– Я не буду писать про снежинку.
– Это Григорьеву объясняй. А мне расскажи про своих информаторов. Ты же не случайно ту болванку у Красноглинного нашёл. Карта у тебя была? Координаты? Ну?
Я молчал.
– Ладно, давай растопим лёд по-другому. Я тебе кое-что расскажу, но строго между нами, – он дождался моего кивка. – В декабре были исследования грунта и воды озера Красноглинного, но ничего критичного белые халаты не нашли. Тем не менее, ил на болванке, что ты принёс, содержит следы цезия, стронция и незначительного количества плутония, происхождение которых не известно. Отсюда вопрос: почему ты искал именно там?
– Случайность.
– Много у тебя случайностей в жизни, Грязин.
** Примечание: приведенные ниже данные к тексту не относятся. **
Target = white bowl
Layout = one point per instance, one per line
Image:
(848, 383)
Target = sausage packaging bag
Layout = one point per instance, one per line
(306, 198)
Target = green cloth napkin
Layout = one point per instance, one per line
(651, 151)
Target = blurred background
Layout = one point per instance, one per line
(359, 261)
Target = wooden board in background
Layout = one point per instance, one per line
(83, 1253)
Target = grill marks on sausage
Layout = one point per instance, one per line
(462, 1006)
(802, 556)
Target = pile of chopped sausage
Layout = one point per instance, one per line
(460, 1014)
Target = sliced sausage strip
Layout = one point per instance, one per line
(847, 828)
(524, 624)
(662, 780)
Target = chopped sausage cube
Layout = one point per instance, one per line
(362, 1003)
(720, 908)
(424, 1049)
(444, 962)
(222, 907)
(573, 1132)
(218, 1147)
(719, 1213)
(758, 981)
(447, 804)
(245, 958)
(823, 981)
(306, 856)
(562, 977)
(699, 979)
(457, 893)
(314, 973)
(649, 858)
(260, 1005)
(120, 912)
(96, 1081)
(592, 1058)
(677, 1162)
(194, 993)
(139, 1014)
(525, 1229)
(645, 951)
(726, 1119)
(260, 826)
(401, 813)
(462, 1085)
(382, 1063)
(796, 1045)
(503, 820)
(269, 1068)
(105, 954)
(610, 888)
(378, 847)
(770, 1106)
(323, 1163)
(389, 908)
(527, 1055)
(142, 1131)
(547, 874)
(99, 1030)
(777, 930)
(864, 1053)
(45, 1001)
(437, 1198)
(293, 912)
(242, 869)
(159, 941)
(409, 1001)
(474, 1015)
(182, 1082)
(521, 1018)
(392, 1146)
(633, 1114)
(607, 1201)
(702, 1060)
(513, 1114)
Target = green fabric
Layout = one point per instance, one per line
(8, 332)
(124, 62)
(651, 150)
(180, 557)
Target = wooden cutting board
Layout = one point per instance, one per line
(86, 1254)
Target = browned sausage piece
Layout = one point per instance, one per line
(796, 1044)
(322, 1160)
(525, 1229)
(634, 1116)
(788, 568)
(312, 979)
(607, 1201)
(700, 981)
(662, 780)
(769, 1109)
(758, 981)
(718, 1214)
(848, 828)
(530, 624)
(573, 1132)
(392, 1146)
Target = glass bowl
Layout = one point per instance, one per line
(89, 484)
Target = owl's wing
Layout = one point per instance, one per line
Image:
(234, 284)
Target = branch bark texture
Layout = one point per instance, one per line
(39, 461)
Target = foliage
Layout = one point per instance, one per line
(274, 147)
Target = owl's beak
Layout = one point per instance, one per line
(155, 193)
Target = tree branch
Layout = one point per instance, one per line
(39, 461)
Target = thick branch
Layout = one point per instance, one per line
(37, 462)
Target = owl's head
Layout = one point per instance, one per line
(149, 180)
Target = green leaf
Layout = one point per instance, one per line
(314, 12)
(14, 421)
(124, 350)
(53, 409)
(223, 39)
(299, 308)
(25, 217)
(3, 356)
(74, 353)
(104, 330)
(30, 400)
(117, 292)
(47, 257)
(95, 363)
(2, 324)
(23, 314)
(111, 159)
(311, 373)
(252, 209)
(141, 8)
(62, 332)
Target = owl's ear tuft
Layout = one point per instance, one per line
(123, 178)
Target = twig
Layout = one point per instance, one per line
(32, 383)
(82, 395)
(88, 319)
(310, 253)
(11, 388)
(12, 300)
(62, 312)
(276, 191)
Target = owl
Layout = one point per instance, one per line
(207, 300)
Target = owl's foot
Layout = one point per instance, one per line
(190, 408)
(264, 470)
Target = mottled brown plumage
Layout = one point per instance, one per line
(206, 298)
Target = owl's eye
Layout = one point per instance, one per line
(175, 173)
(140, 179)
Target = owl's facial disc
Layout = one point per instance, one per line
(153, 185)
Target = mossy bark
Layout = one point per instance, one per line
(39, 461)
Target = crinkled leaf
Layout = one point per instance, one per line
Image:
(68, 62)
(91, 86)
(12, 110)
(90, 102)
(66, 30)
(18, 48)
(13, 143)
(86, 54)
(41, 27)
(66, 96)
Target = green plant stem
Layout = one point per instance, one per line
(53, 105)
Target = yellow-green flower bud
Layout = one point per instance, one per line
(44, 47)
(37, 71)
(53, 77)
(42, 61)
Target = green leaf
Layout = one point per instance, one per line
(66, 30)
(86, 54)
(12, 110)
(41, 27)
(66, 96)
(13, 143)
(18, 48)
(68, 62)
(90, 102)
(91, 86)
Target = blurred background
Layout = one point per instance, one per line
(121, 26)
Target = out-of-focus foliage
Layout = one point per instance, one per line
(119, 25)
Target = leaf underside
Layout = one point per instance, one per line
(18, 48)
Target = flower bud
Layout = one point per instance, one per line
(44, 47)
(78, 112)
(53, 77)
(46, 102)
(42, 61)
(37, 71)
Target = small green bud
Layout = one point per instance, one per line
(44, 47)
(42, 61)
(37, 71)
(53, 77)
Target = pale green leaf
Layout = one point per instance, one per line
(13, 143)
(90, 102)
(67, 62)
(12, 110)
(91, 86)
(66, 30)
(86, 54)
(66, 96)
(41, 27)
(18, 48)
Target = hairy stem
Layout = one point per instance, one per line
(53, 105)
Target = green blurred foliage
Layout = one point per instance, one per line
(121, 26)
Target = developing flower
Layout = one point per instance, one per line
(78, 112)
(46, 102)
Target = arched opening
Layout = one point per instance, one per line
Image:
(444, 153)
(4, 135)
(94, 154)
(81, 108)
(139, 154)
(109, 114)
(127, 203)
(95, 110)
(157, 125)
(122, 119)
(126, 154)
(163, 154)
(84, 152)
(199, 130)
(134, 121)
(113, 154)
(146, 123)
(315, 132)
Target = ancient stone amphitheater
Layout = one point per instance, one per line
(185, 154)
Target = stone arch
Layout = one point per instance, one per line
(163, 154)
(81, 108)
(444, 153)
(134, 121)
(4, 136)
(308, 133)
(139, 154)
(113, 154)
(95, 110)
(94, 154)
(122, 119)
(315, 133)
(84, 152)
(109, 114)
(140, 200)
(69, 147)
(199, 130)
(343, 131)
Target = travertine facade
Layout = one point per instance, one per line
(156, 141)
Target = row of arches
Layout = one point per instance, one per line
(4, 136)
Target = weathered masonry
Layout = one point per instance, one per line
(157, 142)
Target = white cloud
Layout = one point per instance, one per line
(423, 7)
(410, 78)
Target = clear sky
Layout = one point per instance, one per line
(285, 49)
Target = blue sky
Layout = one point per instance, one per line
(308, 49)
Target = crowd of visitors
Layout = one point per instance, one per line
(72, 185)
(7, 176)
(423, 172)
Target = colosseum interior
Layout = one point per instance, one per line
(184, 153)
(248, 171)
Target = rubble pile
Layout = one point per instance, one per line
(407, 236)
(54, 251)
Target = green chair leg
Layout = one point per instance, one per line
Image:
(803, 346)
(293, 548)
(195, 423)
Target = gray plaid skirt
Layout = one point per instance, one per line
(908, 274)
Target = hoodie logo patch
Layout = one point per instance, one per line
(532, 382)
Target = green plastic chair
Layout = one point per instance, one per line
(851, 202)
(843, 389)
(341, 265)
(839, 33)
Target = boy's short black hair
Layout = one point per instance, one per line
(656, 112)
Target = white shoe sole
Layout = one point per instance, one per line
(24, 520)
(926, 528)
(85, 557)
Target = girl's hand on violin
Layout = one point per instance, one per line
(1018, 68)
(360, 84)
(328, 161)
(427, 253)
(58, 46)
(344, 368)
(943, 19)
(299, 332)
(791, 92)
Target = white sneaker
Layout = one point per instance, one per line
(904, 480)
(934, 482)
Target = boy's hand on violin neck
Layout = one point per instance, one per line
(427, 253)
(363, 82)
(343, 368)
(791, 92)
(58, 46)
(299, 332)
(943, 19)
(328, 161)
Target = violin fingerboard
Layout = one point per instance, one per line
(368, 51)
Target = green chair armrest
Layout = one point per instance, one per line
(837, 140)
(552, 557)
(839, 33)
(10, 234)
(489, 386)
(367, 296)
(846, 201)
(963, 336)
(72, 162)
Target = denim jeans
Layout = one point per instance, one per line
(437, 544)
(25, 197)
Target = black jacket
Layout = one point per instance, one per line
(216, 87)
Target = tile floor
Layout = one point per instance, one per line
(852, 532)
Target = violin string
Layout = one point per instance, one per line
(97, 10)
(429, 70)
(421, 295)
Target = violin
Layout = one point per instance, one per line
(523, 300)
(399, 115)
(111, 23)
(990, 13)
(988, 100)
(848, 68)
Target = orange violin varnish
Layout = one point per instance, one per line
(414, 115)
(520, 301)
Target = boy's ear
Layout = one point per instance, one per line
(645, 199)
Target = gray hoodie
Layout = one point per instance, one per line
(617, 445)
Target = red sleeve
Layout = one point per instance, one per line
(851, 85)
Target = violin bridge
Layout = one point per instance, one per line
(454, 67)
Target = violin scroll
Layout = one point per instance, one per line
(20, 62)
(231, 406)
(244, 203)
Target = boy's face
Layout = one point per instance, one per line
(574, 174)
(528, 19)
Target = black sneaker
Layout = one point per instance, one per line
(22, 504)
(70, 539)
Ты одно запомни: «Заря» к этому отношения не имеет, так что искать нужно в другом месте. И если поделишься со мной, искать будет проще. Кто тебя навёл?
– Никто. Просто интуиция.
Скрипка несколько секунд пытал меня взглядом. Лицо его дышало жаром и было близко, словно наползал танк с парой монгольских смотровых щелей. От него разило табаком.
– Да я ведь знаю про твои дела, – сказал он медленно и в упор. – И информатора твоего знаю. Одна неприятность, Грязин: теперь он на другой стороне и скоро ты в этом убедишься. Он тебе больше не друг. Я твой друг отныне, запомни.
Говорил ли Скрипка о Братерском или его отце? Или о ком-то третьем?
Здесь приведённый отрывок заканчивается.